Книга Вольные кони - Александр Семенов
Шрифт:
Интервал:
Закладка:
И начинает набивать рыбой ящики, вязать их тросом, отправлять наверх. Между делом отбирает себе с десяток омулей каждый под килограмм весом, пяток толстобоких хариусов, если попались. Да если мужики удачную ходку сделали, отбрасывает в сторону пару сижков. Но так не всегда, а с богатого улова. Федору много не надо, потому он никогда не жадничает, не хапает сверх меры. За это мужики уважают его, а потому лишь перемигиваются да легкие матерки пропускают, видя, как он старается, словно молодой.
…У костра Федор пластает рыбу, навдевает на рожны, а парни успокоиться не могут:
– За такой хвост и рубля не жалко, нам бы таких увесистых!
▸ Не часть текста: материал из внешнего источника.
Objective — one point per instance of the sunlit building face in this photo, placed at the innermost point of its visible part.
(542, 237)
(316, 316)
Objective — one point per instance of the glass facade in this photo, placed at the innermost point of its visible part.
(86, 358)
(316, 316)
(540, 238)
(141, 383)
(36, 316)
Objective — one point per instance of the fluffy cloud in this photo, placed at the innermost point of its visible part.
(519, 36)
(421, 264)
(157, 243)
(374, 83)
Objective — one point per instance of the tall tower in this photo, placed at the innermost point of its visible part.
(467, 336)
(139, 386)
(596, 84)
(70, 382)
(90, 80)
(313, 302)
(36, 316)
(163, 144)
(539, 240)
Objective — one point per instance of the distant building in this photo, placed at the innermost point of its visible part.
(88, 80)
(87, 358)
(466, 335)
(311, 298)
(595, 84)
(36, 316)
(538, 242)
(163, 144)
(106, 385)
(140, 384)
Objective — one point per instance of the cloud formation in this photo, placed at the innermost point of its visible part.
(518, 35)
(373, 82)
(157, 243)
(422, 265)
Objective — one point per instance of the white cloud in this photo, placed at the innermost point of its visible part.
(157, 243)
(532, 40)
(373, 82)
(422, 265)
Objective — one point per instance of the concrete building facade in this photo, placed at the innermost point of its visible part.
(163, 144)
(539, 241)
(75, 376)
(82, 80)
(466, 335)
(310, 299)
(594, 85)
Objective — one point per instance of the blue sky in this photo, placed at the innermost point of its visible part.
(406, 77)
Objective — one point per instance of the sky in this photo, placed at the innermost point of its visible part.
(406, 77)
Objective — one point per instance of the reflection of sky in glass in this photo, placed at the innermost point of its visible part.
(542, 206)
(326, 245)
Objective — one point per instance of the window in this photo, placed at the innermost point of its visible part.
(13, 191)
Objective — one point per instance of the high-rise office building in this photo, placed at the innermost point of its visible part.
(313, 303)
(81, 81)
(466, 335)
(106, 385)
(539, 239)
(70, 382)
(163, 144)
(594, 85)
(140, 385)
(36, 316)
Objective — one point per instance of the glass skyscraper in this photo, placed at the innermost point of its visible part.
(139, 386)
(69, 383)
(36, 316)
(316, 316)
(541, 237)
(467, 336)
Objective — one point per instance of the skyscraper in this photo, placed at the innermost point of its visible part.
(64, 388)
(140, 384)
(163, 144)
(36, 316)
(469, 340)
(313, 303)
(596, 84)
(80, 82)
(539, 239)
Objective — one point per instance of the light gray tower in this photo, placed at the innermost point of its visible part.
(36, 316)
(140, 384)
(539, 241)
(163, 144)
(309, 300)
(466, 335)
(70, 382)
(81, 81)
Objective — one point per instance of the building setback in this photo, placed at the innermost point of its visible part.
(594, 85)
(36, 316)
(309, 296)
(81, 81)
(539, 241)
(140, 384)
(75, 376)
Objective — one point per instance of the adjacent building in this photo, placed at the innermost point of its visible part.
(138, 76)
– Нет, такие за деньги не продаются, – отворачивает глаза от дыма Федор, втыкает рожна вокруг костра: недалеко и не близко, в самый раз, чтобы огонь как следует прожарил сочное мясо. Его коробит от такого беззастенчивого попрошайничества, – он еще обижен на гостей за то, что те не оценили его заветное место. Рыба на рожнах шкворчит, исходит соком, покрывается золотисто-коричневой корочкой. Притомившиеся парни торопливо булькают по стаканам водку, тянутся с первым чоком.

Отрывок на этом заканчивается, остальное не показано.